Authors documented :. According to international guidelines [8], oral 150 nutritional rehabilitation was the preferred refeeding method, however, enteral therapy 151 was considered for severe cases, typically when significant nutritional intake challenges 152 were encountered early in hospitalization"

-> Were there any indications or  decision making process of NGT insertion for the AN patients? If you can add the indications of your institution or algorithm for NGT insertion process. I think this can be helpful to readers to adopt the NGT insertion.

However, if you don't have any indicaitons, or NGT insertion was made by the physician's decision, add in the method section and describe in the limitation for the vague indication

 

Author Response

Authors documented :. According to international guidelines [8], oral 150 nutritional rehabilitation was the preferred refeeding method, however, enteral therapy 151 was considered for severe cases, typically when significant nutritional intake challenges 152 were encountered early in hospitalization"

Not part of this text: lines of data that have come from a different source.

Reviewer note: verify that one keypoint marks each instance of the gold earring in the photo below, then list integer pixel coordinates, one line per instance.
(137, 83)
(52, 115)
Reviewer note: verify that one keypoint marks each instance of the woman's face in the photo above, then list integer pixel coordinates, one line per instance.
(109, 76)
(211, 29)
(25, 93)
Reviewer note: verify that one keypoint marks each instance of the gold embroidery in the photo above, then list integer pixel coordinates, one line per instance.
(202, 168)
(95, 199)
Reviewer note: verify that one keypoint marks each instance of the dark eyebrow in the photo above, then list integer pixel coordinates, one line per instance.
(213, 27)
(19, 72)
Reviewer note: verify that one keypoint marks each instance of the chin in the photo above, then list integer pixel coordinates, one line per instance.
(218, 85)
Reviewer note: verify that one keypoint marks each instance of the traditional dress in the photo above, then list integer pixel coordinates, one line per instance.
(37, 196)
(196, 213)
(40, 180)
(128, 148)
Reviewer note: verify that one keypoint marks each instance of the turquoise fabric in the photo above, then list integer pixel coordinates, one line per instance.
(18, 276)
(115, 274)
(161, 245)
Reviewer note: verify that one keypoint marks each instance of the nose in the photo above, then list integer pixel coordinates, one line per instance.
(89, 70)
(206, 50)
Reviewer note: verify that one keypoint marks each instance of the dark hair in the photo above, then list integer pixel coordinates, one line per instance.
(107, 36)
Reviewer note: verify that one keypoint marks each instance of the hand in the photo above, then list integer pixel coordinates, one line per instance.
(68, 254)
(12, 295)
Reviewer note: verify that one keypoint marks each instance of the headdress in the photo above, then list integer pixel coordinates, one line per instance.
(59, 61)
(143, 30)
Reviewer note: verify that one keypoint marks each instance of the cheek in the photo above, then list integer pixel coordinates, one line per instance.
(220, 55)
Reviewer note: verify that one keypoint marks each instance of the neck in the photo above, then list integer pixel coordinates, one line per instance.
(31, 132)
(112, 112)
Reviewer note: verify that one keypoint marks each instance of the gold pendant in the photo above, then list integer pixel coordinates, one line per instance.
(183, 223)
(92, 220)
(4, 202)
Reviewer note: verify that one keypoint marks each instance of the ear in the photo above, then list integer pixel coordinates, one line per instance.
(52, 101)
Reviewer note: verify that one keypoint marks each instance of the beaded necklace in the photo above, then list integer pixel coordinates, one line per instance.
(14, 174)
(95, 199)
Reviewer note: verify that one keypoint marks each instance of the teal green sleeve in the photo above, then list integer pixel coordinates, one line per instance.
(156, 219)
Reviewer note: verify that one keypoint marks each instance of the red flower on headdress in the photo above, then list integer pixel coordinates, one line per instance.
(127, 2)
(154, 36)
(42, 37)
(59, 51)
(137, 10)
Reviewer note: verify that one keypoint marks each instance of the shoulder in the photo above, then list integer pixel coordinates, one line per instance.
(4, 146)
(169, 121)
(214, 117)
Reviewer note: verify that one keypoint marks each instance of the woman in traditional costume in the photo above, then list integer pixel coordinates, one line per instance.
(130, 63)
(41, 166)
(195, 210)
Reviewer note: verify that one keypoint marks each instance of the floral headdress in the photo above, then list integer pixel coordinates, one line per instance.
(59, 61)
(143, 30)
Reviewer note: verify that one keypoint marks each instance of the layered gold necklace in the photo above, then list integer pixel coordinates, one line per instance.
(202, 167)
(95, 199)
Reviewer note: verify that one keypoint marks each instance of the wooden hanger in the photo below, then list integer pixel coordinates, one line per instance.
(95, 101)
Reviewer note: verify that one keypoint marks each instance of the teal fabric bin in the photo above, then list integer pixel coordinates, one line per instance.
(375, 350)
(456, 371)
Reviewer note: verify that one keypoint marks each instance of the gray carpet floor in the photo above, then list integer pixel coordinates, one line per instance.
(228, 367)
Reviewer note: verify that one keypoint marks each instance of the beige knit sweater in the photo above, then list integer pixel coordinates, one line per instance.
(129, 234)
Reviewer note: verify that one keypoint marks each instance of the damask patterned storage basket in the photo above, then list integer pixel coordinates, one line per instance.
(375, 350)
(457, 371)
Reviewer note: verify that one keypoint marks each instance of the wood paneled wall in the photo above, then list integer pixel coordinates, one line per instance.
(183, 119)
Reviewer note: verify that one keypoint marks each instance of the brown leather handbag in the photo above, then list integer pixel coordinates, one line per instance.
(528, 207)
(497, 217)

-> Were there any indications or  decision making process of NGT insertion for the AN patients? If you can add the indications of your institution or algorithm for NGT insertion process. I think this can be helpful to readers to adopt the NGT insertion.

However, if you don't have any indicaitons, or NGT insertion was made by the physician's decision, add in the method section and describe in the limitation for the vague indication

Following your suggestion, we have added in the Method section: "The decision of prescribing nutritional therapy via NGT was discussed within the multidisciplinary team and with the patient, and NGT therapy was administered by clinicians with years of expertise in inpatient treatment of AN."
Furthermore, as we specify in the causal assumptions section, the proximal reasons for NGT positioning are not documented in the database, therefore we focused our analysis on the direct effects of NGT therapy on the outcomes. 
In the limitations we now specify that "The decision of NGT positioning was made by clinicians and did not follow standardized decisional algorithms; however, we focused our analysis on the effect of enteral therapy on the outcomes, while taking into account potential baseline and end-of-treatment confounders."